多重阵法相叠虽能锁困敌手,危急时可护身保命,可阵路繁复交错,运转极易失衡,反噬之力凶险难控。
她随手改动几处阵眼排布,剔除多余冗杂纹路,让每套阵法各司其职,提纯阵气,原本驳杂冲撞的纹路顷刻变得圆融,将玉盘效用推至极致。

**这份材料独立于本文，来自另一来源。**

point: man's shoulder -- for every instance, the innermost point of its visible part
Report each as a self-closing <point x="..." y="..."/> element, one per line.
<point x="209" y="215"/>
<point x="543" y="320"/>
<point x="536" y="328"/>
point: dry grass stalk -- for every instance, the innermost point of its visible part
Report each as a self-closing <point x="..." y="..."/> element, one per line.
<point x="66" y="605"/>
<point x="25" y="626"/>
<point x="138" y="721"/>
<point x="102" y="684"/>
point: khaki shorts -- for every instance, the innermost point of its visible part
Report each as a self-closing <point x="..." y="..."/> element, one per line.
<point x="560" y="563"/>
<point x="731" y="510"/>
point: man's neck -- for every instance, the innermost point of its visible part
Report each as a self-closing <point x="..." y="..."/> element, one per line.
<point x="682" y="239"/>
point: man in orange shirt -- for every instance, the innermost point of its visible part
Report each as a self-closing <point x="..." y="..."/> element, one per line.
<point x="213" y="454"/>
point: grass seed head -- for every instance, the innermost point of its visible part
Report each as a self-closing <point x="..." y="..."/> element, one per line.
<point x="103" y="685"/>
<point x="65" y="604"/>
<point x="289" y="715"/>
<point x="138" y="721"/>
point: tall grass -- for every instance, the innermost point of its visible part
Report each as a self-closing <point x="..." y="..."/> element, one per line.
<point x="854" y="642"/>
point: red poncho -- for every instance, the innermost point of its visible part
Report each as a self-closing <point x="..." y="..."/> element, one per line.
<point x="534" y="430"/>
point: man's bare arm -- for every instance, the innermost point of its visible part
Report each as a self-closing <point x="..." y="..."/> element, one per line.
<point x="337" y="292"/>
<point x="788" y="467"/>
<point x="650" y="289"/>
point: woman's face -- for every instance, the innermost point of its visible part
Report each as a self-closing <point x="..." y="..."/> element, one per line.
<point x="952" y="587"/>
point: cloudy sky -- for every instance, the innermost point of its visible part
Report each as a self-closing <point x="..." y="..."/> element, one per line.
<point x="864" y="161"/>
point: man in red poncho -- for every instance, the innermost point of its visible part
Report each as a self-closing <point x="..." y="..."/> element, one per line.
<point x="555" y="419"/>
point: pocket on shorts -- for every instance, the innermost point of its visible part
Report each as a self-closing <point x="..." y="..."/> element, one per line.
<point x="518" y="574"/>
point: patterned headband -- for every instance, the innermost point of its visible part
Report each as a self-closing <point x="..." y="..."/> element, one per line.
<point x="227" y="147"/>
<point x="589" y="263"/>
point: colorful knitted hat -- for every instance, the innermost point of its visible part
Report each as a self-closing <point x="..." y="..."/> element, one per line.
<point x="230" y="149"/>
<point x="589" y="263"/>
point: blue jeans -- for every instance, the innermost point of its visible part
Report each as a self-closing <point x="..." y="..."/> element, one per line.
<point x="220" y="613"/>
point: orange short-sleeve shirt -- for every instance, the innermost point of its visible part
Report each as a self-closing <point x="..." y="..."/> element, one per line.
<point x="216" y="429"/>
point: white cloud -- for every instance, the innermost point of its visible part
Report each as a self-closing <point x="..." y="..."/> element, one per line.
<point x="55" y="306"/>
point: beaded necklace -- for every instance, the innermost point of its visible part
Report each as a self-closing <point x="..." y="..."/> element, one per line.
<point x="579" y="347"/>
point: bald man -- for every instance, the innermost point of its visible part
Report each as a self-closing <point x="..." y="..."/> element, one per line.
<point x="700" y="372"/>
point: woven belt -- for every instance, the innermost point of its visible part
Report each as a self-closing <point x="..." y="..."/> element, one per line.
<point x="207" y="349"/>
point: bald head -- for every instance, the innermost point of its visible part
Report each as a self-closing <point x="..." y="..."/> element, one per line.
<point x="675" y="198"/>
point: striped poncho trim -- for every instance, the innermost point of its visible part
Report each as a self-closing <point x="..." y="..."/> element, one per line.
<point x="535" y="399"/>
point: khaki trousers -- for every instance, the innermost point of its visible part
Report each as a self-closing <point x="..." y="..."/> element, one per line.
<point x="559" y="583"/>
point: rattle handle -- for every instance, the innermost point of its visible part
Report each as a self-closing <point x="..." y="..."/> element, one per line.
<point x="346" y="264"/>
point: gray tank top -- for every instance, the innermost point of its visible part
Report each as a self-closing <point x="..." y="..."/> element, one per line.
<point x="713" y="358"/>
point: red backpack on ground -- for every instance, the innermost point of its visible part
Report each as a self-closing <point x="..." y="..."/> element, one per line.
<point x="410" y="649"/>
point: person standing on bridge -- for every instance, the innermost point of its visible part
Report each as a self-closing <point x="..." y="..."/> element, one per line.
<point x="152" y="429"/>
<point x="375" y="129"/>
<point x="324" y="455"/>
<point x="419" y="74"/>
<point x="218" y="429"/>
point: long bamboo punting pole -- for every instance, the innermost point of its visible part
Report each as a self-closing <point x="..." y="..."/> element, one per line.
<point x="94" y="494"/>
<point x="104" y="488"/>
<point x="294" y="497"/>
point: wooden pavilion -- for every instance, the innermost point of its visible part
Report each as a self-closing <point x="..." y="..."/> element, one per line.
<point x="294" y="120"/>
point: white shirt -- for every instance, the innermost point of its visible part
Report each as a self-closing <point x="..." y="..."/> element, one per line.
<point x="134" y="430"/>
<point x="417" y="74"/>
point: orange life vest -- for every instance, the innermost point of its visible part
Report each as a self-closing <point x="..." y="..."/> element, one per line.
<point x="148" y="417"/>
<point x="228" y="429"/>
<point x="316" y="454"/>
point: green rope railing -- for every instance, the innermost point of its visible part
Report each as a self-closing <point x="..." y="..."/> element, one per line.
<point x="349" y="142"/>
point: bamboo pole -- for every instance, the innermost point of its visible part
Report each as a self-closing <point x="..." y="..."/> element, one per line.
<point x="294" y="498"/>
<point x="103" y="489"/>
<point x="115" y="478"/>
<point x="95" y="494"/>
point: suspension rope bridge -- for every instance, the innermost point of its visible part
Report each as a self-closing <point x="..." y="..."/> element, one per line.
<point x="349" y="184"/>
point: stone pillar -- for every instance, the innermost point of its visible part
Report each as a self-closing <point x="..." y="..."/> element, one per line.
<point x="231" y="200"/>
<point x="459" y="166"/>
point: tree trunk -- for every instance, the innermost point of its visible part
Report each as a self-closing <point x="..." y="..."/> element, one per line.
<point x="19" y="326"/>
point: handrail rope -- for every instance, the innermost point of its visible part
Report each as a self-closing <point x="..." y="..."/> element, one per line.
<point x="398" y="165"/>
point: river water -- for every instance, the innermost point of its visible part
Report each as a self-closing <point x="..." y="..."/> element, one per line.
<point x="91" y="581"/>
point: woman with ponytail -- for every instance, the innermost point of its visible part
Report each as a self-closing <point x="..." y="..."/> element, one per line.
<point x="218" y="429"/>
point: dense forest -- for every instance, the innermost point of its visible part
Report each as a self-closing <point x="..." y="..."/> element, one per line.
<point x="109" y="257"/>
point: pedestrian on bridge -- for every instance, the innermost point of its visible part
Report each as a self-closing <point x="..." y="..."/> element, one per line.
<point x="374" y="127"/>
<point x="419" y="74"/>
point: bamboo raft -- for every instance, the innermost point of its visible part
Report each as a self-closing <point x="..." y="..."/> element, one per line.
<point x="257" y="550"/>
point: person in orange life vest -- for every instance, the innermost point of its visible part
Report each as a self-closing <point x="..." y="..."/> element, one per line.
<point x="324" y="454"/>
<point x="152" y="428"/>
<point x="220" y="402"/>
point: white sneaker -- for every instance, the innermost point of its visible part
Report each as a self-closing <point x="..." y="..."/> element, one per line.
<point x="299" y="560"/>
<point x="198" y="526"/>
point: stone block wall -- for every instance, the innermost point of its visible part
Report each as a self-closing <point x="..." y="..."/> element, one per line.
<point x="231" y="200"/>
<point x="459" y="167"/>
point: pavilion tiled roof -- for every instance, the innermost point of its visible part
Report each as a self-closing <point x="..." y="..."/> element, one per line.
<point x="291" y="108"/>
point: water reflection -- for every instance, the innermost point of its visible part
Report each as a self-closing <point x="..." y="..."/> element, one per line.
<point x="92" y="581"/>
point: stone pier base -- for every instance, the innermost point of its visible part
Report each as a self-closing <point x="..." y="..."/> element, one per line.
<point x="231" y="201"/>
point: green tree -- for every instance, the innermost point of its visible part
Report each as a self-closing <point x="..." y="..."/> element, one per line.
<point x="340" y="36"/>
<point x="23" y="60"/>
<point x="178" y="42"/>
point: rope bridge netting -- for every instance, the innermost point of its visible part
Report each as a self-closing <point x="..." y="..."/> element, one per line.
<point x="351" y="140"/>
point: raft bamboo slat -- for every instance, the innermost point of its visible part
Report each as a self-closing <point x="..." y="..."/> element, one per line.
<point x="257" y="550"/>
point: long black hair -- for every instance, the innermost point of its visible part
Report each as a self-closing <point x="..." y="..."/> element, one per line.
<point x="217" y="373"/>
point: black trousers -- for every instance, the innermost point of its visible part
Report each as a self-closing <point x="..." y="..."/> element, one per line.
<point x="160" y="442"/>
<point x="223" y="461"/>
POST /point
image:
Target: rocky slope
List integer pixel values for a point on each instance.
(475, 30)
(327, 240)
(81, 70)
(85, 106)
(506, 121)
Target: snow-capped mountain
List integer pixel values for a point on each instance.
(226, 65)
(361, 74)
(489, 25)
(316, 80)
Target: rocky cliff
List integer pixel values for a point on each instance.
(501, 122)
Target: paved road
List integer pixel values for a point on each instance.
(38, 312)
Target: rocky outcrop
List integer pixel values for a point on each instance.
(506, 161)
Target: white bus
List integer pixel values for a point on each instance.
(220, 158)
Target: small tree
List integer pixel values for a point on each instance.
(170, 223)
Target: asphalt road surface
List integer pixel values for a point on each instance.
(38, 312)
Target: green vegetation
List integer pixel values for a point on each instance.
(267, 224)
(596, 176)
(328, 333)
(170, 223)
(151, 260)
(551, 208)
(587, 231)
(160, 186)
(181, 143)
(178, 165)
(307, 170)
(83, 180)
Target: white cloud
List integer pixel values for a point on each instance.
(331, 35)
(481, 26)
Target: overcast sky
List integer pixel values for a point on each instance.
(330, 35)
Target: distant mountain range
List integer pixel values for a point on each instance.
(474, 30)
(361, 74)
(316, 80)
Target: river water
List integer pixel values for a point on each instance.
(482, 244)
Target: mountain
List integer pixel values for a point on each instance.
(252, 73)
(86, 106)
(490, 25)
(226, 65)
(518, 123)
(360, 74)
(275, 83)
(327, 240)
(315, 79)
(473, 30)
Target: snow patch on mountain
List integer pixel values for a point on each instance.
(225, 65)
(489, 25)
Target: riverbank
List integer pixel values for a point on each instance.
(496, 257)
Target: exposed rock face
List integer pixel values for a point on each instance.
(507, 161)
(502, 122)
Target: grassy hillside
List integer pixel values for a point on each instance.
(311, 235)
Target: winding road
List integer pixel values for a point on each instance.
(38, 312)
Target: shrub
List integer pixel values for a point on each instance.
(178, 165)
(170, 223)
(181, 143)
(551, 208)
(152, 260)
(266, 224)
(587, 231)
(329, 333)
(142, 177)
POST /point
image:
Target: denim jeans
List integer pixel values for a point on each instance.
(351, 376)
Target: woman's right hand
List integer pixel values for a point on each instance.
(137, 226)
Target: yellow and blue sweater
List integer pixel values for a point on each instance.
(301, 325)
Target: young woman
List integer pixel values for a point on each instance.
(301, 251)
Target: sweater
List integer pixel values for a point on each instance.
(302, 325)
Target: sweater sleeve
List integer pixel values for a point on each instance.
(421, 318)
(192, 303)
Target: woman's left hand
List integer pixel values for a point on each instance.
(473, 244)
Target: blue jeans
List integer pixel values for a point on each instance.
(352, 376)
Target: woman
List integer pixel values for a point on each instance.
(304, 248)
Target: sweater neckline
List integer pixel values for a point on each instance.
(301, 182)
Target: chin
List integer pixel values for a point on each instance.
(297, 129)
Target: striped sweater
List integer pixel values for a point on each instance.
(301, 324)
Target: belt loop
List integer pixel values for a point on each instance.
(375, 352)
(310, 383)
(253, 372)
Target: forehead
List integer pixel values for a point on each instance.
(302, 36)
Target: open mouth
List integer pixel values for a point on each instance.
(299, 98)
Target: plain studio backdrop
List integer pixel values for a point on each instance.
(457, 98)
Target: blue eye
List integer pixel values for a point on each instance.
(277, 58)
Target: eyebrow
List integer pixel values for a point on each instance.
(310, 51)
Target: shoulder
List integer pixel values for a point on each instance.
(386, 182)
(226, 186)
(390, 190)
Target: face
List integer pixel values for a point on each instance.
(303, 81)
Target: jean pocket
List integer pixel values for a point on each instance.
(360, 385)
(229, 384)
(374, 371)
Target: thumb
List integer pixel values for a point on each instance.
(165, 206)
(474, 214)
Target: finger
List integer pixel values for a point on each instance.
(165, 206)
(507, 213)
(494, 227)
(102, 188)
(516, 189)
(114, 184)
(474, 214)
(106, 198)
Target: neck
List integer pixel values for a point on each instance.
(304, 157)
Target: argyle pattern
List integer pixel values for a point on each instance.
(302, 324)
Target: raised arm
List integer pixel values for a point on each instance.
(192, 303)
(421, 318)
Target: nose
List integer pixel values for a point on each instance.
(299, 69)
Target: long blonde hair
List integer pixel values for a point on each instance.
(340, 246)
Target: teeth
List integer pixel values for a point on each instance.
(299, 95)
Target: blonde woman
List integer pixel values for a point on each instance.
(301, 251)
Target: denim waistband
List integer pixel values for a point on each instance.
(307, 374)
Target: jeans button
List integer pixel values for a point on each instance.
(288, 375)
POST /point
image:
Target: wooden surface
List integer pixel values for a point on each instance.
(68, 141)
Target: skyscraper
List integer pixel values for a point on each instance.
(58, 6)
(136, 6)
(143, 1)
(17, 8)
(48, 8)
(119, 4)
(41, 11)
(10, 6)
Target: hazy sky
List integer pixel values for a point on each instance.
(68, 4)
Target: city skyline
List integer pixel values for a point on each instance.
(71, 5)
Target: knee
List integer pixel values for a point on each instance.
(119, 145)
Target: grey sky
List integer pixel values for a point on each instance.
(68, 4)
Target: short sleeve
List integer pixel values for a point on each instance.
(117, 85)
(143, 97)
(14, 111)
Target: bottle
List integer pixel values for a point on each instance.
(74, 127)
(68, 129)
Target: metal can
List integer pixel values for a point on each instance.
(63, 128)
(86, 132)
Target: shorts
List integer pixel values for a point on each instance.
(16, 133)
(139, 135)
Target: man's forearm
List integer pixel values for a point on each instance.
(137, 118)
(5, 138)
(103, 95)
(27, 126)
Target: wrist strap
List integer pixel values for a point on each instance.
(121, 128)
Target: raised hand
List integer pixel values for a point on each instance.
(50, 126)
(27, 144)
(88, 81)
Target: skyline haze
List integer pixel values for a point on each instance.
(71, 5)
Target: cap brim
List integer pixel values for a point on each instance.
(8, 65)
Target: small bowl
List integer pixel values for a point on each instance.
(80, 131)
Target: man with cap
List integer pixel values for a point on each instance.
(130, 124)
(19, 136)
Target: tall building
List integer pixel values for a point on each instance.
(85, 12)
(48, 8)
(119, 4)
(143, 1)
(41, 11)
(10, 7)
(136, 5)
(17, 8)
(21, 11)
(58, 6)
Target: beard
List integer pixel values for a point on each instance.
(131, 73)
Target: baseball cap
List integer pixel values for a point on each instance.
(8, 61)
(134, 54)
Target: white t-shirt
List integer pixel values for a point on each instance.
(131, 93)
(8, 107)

她双手轻轻托着玉盘递回:“已经调顺了,你一试便知。”
江祺接过端详片刻,玉盘阵纹比先前精妙数倍,可他眉宇间依旧不见半分喜色。
他素来勤勉自持,天未亮便起身打磨坯料、摹绘阵纹,日夜埋首图谱钻研,便是休憩之时,手中亦不离书简。
可天资这道鸿沟,从来不是勤奋就能填平的。
温妙雪瞧他眉宇间郁结不散,忙问道:“怎么了?莫非尚有疏漏,我再替你斟酌一番?”
她说罢,便伸手要取玉盘,却被江祺抬手隔开:“不必了。”
温妙雪奇怪道:“好好的,你怎的闷闷不乐?”
江祺垂眸望着手中阵盘,语气藏着几分酸涩:“这叠纹阵我苦熬数月日夜钻研,你只扫一眼,便能看穿症结所在。”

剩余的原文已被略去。